DR: It’s hard for me to talk about her psychological situation because I didn’t know her very well. I know she was very intense and troubled. I find it doesn’t interfere with the art, but enhances it—she can thematize and integrate into her art what she’s trying to deal with in her life.

KS: I think a lot of people know her by that last piece (which began in August 1971) where she stopped speaking to women. It started out as a month-long project, and then continued to the end of her life, twenty-some years later. That’s the work that all the obituaries spoke about, and it’s so puzzling.

DR: I view it as a self-destructive way of dealing with a very real situation: Women didn’t have any power in the art world then, so she decided to just deal with the men, who did have the power. It points up that issue. But it’s masochistic also, because she couldn’t form dialogues with other women and missed out on the feminist movement of the ’70s, when women in the art world did gain power by engaging and supporting each other.

KS: Going back to painting, there has been a recent academic vogue for non-compositional painting like Lozano’s, including a lot of French painting. Why do you think this is going on now?

DR: I didn’t realize that was happening—that’s terrific. I think because it was ignored, because the development of painting was ignored, it was cut off. People thought that after Pollock, that was the end of non-compositional painting, that there was nothing left to do. I think it’s very clear that the legacy from Pollock and Newman can continue.

KS: So the neo-expressionist painting of the ’80s was a red herring for painting?

DR: Yes, a false revival. To really revive painting you need to go back and look at this historical rupture of the late ’60s and early ’70s, and then move on from there.

KS: How do you explain this absence—why is it left out of the discussion of art in the ’60s and ’70s?

DR: I think there are a few reasons. One is art-world politics: There were artists who had been painters who had turned to sculpture, and they wanted to focus on sculpture or specific objects, and their view became predominant. I think it was more of a polemical view than anything to do with the nature of painting. Also, Greenberg’s formalist aesthetics was extremely limited and couldn’t support the more advanced forms of painting emerging then. It’s what often happens to advanced or experimental painting—it’s attacked by the people who are conservative and don’t like changes in painting, and, from the opposite side, by those who don’t like any kind of painting, assuming it’s all conservative. Also, a number of the most important practitioners were women. It was OK for women to do variations on a style, but to invent and propel the direction of painting was too much.

KS: Where do we go from Lozano, Humphrey, Baer, etc.?
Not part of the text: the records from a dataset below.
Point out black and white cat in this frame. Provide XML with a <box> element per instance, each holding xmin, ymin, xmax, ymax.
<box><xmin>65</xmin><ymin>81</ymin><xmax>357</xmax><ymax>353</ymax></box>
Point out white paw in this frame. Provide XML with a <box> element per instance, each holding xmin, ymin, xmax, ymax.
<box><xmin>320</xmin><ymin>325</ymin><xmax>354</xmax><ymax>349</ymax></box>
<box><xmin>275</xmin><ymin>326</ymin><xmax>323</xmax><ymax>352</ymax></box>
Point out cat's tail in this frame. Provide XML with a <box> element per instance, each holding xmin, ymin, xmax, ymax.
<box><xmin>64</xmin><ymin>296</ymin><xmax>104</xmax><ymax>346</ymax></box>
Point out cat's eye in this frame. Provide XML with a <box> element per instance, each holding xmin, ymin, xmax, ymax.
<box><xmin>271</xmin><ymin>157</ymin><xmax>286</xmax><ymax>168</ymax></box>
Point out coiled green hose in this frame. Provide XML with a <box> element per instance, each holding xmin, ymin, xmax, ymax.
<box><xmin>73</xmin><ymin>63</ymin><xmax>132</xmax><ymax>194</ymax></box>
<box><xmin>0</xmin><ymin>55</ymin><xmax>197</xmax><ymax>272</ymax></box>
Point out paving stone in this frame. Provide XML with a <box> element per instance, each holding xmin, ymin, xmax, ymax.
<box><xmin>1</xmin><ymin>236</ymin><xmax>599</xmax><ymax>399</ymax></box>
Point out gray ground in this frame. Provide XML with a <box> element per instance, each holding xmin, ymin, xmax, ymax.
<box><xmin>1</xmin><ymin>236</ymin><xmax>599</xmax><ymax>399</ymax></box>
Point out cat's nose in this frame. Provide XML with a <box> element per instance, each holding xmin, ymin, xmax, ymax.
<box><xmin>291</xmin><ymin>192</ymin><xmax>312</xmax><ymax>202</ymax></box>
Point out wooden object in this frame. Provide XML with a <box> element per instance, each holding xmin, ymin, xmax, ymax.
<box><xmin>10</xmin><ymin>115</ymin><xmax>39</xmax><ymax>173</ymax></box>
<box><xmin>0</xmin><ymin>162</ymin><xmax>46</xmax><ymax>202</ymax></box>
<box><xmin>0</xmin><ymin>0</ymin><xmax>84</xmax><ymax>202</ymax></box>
DR: Mary Heilmann, Joan Snyder, Alan Shields, Elizabeth Murray, and Guy Goodwin all learned from that slightly older generation, took some of these innovations and incorporated them into a flat structure.

KS: And where does this leave us now, with regard to younger painters?

DR: The young California painters like Ingrid Calame, Monique Prieto, Laura Owens, and Steven Hull; in New York, Pam Fraser, Ruth Root, Elizabeth Cooper. Everything is abstract now, even if it’s an image, and it can be combined and used in new ways, and a lot of painters are working within that.

KS: It’s funny, because Lozano and her generation look so dry and intellectual; they’re obviously addressing serious issues, but the work you’re talking about today doesn’t look serious, it looks fun and light.

DR: Well, maybe these issues are serious and fun. They’re about a certain range of human emotion that can be addressed in painting.

KS: How can painting be emotional without being expressionist?

DR: It’s one of the strengths of painting that you aren’t coerced into having emotions; you decide to have them. It’s not like film. I get weepy at some of the most embarrassing movies. I can even get patriotic, and I’m ashamed of myself. But some of those patriotic emotions come from having a sense of community with other people. You can have those kinds of feelings looking at a painting, too, but in a way that’s not coerced: You can choose to have them.